The man who goes away to get a kingdom believes that he is entitled to have the harvest of Souls even though he did not plant the fields or watered the seeds scattered. Revelation 12 is another revelation of the meaning within these parables, and we know that as soon as the man, i.e. Satan, goes away to supposedly get his kingdom, some of his servants, i.e. Israel, send a delegation after Satan to state that they no longer want Satan to be their master. In both the parable of the Minas and in Rev 12 we learn that when Satan is able to roam the face of the earth that he wants to kill the servants who no longer want Satan to be their master when he returns.

People who spiritualise the scripture such that every part of the scriptures is always about Christ/Jesus often have no understanding at all.

Shalom
I have trouble seeing how this interpretation fits either the immediate context or the rest of Scripture.

In Luke 19, the nobleman goes away to receive a kingdom and later returns to reward faithful servants and judge those who rejected his rule. That pattern seems to fit Christ's departure and return much more naturally than Satan's activities during the thousand years.

Likewise, in Matthew 25 the master says, "Well done, thou good and faithful servant." Scripture consistently presents Christ as the one who rewards faithfulness, while Satan is described as the deceiver and adversary, not as one who praises and rewards good servants.

You also connect these parables with Revelation 12, but Revelation 12 describes Satan as the dragon and deceiver of the whole world. I do not see any mention there of Satan going away to receive a kingdom or returning to reward faithful servants.
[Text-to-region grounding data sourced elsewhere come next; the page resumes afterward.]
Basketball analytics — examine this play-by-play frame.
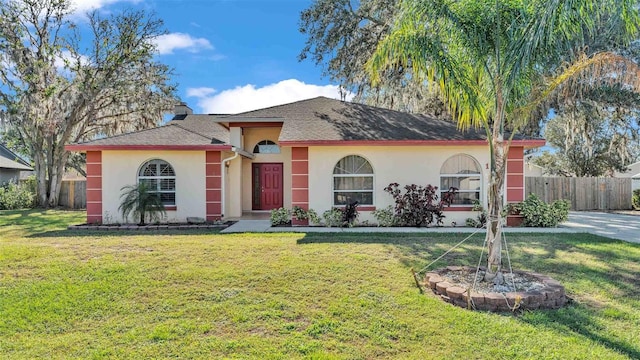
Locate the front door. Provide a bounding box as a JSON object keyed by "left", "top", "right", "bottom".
{"left": 252, "top": 163, "right": 283, "bottom": 210}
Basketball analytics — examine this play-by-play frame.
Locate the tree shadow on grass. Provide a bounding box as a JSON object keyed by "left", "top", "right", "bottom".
{"left": 521, "top": 306, "right": 640, "bottom": 359}
{"left": 298, "top": 231, "right": 640, "bottom": 357}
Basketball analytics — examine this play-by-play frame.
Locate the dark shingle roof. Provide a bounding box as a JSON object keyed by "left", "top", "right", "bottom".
{"left": 74, "top": 116, "right": 229, "bottom": 146}
{"left": 224, "top": 97, "right": 488, "bottom": 142}
{"left": 0, "top": 144, "right": 32, "bottom": 170}
{"left": 71, "top": 97, "right": 539, "bottom": 148}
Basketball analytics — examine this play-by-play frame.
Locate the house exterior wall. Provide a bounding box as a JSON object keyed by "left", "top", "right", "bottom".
{"left": 0, "top": 169, "right": 21, "bottom": 185}
{"left": 306, "top": 145, "right": 491, "bottom": 225}
{"left": 101, "top": 150, "right": 207, "bottom": 223}
{"left": 239, "top": 127, "right": 292, "bottom": 213}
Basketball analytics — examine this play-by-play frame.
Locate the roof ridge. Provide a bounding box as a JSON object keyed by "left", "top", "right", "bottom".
{"left": 225, "top": 96, "right": 328, "bottom": 117}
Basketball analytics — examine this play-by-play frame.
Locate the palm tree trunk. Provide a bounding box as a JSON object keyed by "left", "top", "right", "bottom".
{"left": 484, "top": 79, "right": 507, "bottom": 284}
{"left": 484, "top": 140, "right": 506, "bottom": 284}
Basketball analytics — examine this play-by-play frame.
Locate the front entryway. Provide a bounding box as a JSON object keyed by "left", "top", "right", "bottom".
{"left": 252, "top": 163, "right": 283, "bottom": 210}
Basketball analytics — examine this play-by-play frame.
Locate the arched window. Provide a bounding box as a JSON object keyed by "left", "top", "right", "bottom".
{"left": 440, "top": 154, "right": 482, "bottom": 206}
{"left": 333, "top": 155, "right": 374, "bottom": 205}
{"left": 138, "top": 159, "right": 176, "bottom": 206}
{"left": 253, "top": 140, "right": 280, "bottom": 154}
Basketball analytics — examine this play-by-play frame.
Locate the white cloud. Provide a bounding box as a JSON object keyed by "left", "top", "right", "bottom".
{"left": 152, "top": 33, "right": 213, "bottom": 55}
{"left": 194, "top": 79, "right": 352, "bottom": 114}
{"left": 69, "top": 0, "right": 140, "bottom": 13}
{"left": 54, "top": 50, "right": 90, "bottom": 70}
{"left": 186, "top": 87, "right": 216, "bottom": 98}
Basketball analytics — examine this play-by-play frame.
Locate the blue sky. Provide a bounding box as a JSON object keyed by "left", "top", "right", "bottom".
{"left": 73, "top": 0, "right": 342, "bottom": 114}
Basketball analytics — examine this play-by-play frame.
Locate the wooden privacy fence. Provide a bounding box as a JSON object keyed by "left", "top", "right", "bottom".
{"left": 525, "top": 177, "right": 632, "bottom": 211}
{"left": 59, "top": 180, "right": 86, "bottom": 209}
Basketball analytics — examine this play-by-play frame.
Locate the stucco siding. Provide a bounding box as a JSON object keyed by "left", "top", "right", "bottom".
{"left": 101, "top": 150, "right": 206, "bottom": 223}
{"left": 0, "top": 169, "right": 20, "bottom": 185}
{"left": 307, "top": 145, "right": 490, "bottom": 225}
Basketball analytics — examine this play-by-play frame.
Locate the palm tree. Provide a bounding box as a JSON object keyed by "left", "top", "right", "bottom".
{"left": 118, "top": 182, "right": 166, "bottom": 225}
{"left": 367, "top": 0, "right": 640, "bottom": 283}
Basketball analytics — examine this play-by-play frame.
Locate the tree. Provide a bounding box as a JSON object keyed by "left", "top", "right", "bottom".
{"left": 118, "top": 182, "right": 165, "bottom": 225}
{"left": 299, "top": 0, "right": 446, "bottom": 115}
{"left": 533, "top": 89, "right": 640, "bottom": 177}
{"left": 0, "top": 0, "right": 176, "bottom": 207}
{"left": 367, "top": 0, "right": 640, "bottom": 283}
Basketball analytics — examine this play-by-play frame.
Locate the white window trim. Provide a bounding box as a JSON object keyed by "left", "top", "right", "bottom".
{"left": 440, "top": 155, "right": 483, "bottom": 207}
{"left": 332, "top": 155, "right": 375, "bottom": 206}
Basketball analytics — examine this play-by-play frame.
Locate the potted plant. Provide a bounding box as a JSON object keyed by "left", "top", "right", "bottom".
{"left": 506, "top": 202, "right": 524, "bottom": 227}
{"left": 291, "top": 206, "right": 309, "bottom": 226}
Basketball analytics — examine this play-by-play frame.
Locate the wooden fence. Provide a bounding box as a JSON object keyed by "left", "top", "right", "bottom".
{"left": 525, "top": 177, "right": 632, "bottom": 211}
{"left": 59, "top": 180, "right": 86, "bottom": 209}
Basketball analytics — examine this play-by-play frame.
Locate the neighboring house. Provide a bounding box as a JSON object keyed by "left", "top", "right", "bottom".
{"left": 66, "top": 97, "right": 544, "bottom": 225}
{"left": 615, "top": 161, "right": 640, "bottom": 191}
{"left": 0, "top": 143, "right": 32, "bottom": 185}
{"left": 524, "top": 158, "right": 547, "bottom": 177}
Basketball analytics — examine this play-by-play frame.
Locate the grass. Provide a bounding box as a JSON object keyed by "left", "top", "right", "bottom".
{"left": 1, "top": 209, "right": 639, "bottom": 359}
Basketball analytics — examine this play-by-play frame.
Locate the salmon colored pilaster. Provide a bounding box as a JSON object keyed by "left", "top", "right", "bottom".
{"left": 506, "top": 147, "right": 525, "bottom": 202}
{"left": 86, "top": 151, "right": 102, "bottom": 224}
{"left": 206, "top": 151, "right": 222, "bottom": 221}
{"left": 291, "top": 147, "right": 309, "bottom": 210}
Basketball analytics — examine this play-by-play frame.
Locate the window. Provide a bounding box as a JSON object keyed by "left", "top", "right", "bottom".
{"left": 333, "top": 155, "right": 374, "bottom": 205}
{"left": 253, "top": 140, "right": 280, "bottom": 154}
{"left": 440, "top": 154, "right": 482, "bottom": 206}
{"left": 138, "top": 159, "right": 176, "bottom": 206}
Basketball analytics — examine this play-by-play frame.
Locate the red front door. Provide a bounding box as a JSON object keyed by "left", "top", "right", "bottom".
{"left": 252, "top": 163, "right": 283, "bottom": 210}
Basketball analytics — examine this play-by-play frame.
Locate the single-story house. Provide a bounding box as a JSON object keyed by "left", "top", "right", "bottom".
{"left": 0, "top": 143, "right": 32, "bottom": 185}
{"left": 615, "top": 161, "right": 640, "bottom": 191}
{"left": 66, "top": 97, "right": 544, "bottom": 225}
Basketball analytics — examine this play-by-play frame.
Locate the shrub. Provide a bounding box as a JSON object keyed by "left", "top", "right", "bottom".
{"left": 0, "top": 180, "right": 36, "bottom": 210}
{"left": 465, "top": 200, "right": 487, "bottom": 228}
{"left": 383, "top": 183, "right": 457, "bottom": 227}
{"left": 270, "top": 207, "right": 291, "bottom": 226}
{"left": 342, "top": 201, "right": 359, "bottom": 226}
{"left": 118, "top": 182, "right": 166, "bottom": 225}
{"left": 307, "top": 209, "right": 321, "bottom": 225}
{"left": 633, "top": 189, "right": 640, "bottom": 210}
{"left": 291, "top": 206, "right": 308, "bottom": 220}
{"left": 372, "top": 205, "right": 398, "bottom": 227}
{"left": 517, "top": 193, "right": 569, "bottom": 227}
{"left": 322, "top": 208, "right": 343, "bottom": 227}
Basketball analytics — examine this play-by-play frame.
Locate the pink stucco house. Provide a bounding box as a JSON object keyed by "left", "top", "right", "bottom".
{"left": 66, "top": 97, "right": 544, "bottom": 225}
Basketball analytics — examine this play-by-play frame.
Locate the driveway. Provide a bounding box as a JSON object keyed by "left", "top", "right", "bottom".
{"left": 562, "top": 211, "right": 640, "bottom": 243}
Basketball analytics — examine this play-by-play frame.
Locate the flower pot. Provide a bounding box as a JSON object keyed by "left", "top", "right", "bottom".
{"left": 506, "top": 214, "right": 524, "bottom": 227}
{"left": 292, "top": 218, "right": 309, "bottom": 226}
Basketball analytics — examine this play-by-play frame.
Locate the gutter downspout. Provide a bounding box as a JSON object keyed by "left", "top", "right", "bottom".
{"left": 220, "top": 146, "right": 240, "bottom": 219}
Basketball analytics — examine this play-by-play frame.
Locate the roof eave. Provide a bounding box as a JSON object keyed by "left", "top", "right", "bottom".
{"left": 65, "top": 144, "right": 233, "bottom": 152}
{"left": 278, "top": 139, "right": 545, "bottom": 148}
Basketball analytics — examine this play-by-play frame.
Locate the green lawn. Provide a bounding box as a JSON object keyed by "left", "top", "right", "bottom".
{"left": 1, "top": 210, "right": 639, "bottom": 359}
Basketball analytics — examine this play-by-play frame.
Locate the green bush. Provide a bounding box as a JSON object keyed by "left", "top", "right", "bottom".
{"left": 270, "top": 207, "right": 290, "bottom": 226}
{"left": 372, "top": 206, "right": 398, "bottom": 227}
{"left": 322, "top": 208, "right": 343, "bottom": 227}
{"left": 633, "top": 189, "right": 640, "bottom": 210}
{"left": 517, "top": 193, "right": 570, "bottom": 227}
{"left": 307, "top": 209, "right": 321, "bottom": 225}
{"left": 0, "top": 180, "right": 36, "bottom": 210}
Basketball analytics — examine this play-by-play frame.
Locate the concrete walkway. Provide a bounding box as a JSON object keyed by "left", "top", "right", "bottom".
{"left": 561, "top": 211, "right": 640, "bottom": 243}
{"left": 220, "top": 220, "right": 271, "bottom": 233}
{"left": 221, "top": 211, "right": 640, "bottom": 244}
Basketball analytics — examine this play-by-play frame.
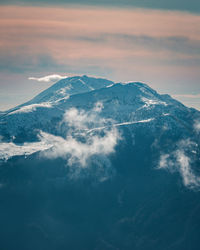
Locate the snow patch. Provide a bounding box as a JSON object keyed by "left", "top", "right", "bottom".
{"left": 106, "top": 84, "right": 114, "bottom": 88}
{"left": 8, "top": 103, "right": 52, "bottom": 115}
{"left": 86, "top": 118, "right": 154, "bottom": 133}
{"left": 0, "top": 139, "right": 52, "bottom": 160}
{"left": 78, "top": 79, "right": 94, "bottom": 91}
{"left": 56, "top": 84, "right": 72, "bottom": 96}
{"left": 140, "top": 97, "right": 167, "bottom": 109}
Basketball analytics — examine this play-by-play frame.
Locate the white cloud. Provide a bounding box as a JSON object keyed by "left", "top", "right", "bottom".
{"left": 42, "top": 103, "right": 120, "bottom": 170}
{"left": 0, "top": 102, "right": 155, "bottom": 168}
{"left": 62, "top": 102, "right": 108, "bottom": 132}
{"left": 93, "top": 101, "right": 104, "bottom": 112}
{"left": 194, "top": 120, "right": 200, "bottom": 133}
{"left": 40, "top": 128, "right": 118, "bottom": 167}
{"left": 157, "top": 139, "right": 200, "bottom": 189}
{"left": 0, "top": 103, "right": 120, "bottom": 180}
{"left": 28, "top": 74, "right": 68, "bottom": 83}
{"left": 175, "top": 150, "right": 200, "bottom": 188}
{"left": 158, "top": 154, "right": 170, "bottom": 169}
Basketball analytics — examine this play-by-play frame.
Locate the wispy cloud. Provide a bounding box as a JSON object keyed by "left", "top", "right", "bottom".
{"left": 0, "top": 103, "right": 120, "bottom": 180}
{"left": 194, "top": 120, "right": 200, "bottom": 133}
{"left": 158, "top": 139, "right": 200, "bottom": 189}
{"left": 43, "top": 103, "right": 119, "bottom": 167}
{"left": 175, "top": 148, "right": 200, "bottom": 187}
{"left": 28, "top": 74, "right": 68, "bottom": 83}
{"left": 1, "top": 5, "right": 200, "bottom": 110}
{"left": 1, "top": 6, "right": 200, "bottom": 71}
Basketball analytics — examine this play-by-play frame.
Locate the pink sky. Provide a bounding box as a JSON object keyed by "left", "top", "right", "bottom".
{"left": 0, "top": 5, "right": 200, "bottom": 109}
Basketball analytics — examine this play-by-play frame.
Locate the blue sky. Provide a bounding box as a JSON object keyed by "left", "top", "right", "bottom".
{"left": 0, "top": 1, "right": 200, "bottom": 110}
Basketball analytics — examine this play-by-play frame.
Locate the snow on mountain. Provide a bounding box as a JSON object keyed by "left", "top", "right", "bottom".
{"left": 1, "top": 75, "right": 200, "bottom": 188}
{"left": 1, "top": 75, "right": 200, "bottom": 250}
{"left": 27, "top": 75, "right": 114, "bottom": 104}
{"left": 0, "top": 75, "right": 114, "bottom": 117}
{"left": 8, "top": 103, "right": 52, "bottom": 115}
{"left": 0, "top": 76, "right": 198, "bottom": 141}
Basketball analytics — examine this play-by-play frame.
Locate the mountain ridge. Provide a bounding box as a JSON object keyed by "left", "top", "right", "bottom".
{"left": 0, "top": 76, "right": 199, "bottom": 142}
{"left": 2, "top": 75, "right": 189, "bottom": 114}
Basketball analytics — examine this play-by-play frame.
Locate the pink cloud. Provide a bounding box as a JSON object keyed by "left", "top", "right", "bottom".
{"left": 1, "top": 6, "right": 200, "bottom": 50}
{"left": 0, "top": 5, "right": 200, "bottom": 110}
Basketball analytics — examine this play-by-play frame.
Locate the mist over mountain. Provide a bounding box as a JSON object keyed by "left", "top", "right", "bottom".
{"left": 0, "top": 75, "right": 200, "bottom": 250}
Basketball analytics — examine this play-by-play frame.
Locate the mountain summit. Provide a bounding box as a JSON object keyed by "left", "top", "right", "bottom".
{"left": 1, "top": 75, "right": 198, "bottom": 140}
{"left": 0, "top": 76, "right": 200, "bottom": 250}
{"left": 27, "top": 75, "right": 114, "bottom": 104}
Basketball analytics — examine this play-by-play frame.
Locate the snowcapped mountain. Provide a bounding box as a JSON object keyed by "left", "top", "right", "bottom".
{"left": 1, "top": 75, "right": 198, "bottom": 141}
{"left": 1, "top": 75, "right": 200, "bottom": 250}
{"left": 1, "top": 75, "right": 200, "bottom": 186}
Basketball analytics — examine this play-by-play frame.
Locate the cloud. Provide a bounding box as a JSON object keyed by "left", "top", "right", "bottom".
{"left": 1, "top": 5, "right": 200, "bottom": 110}
{"left": 194, "top": 121, "right": 200, "bottom": 133}
{"left": 157, "top": 139, "right": 200, "bottom": 189}
{"left": 0, "top": 103, "right": 120, "bottom": 180}
{"left": 1, "top": 6, "right": 200, "bottom": 68}
{"left": 40, "top": 128, "right": 118, "bottom": 168}
{"left": 61, "top": 102, "right": 110, "bottom": 132}
{"left": 158, "top": 154, "right": 172, "bottom": 170}
{"left": 28, "top": 74, "right": 68, "bottom": 83}
{"left": 175, "top": 149, "right": 200, "bottom": 187}
{"left": 45, "top": 102, "right": 119, "bottom": 170}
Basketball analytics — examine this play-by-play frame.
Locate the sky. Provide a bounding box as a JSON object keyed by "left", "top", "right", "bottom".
{"left": 0, "top": 0, "right": 200, "bottom": 110}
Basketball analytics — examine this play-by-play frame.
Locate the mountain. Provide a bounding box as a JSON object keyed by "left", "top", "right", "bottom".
{"left": 0, "top": 75, "right": 200, "bottom": 250}
{"left": 1, "top": 75, "right": 198, "bottom": 142}
{"left": 28, "top": 75, "right": 114, "bottom": 103}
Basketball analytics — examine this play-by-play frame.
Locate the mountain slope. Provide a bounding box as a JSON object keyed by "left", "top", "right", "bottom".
{"left": 0, "top": 76, "right": 198, "bottom": 141}
{"left": 0, "top": 76, "right": 200, "bottom": 250}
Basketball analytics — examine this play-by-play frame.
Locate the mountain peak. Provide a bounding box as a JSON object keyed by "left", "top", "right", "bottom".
{"left": 2, "top": 75, "right": 190, "bottom": 119}
{"left": 26, "top": 75, "right": 114, "bottom": 105}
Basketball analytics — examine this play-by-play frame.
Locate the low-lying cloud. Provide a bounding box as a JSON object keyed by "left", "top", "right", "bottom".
{"left": 42, "top": 102, "right": 119, "bottom": 169}
{"left": 29, "top": 74, "right": 68, "bottom": 83}
{"left": 158, "top": 139, "right": 200, "bottom": 189}
{"left": 62, "top": 102, "right": 111, "bottom": 132}
{"left": 194, "top": 120, "right": 200, "bottom": 133}
{"left": 0, "top": 103, "right": 120, "bottom": 180}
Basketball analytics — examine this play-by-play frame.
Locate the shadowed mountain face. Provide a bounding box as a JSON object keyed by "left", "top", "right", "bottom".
{"left": 0, "top": 76, "right": 200, "bottom": 250}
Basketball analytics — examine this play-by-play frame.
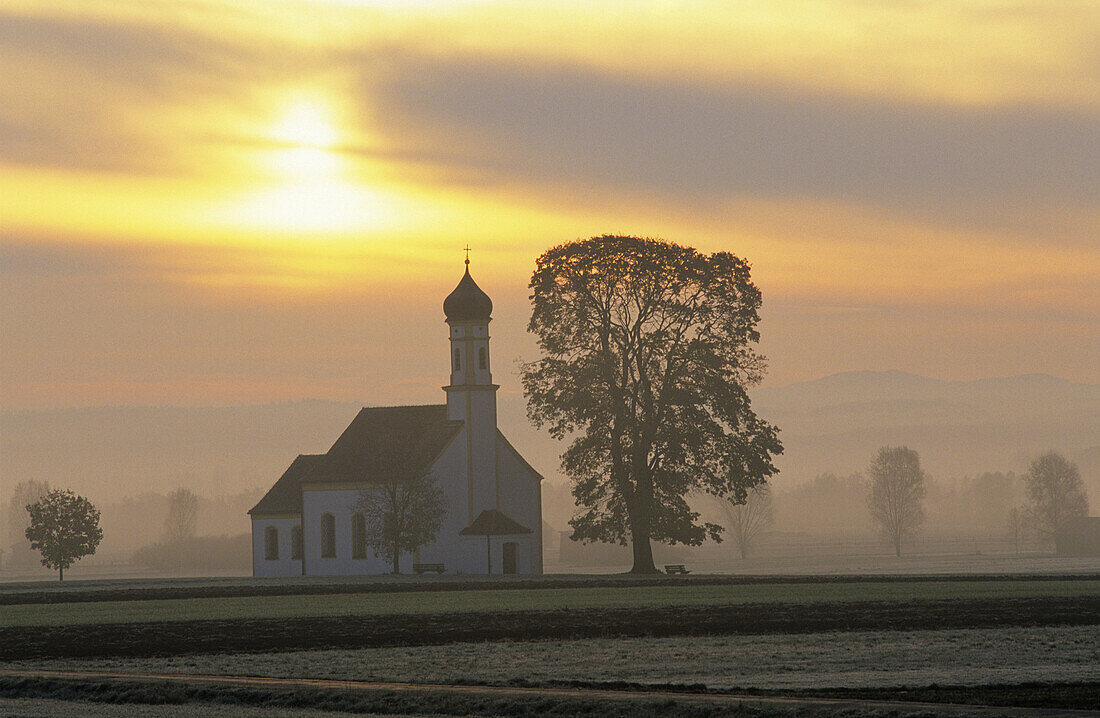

Another difficulty is Luke 19:14, where the citizens say, "We will not that this man reign over us." This resembles the rejection Jesus experienced by His own people far more than a rejection of Satan.

Finally, Jesus Himself taught that the Scriptures testify of Him (John 5:39) and explained to the disciples the things concerning Himself in all the Scriptures (Luke 24:27). Therefore, understanding the nobleman as representing Christ is not merely "spiritualizing everything"; it follows a pattern established by Jesus Himself.

Could you explain from Scripture where Satan is ever said to receive a kingdom from God, reward faithful servants, and judge those who refuse his rule? I am not aware of any passage that describes him in those terms.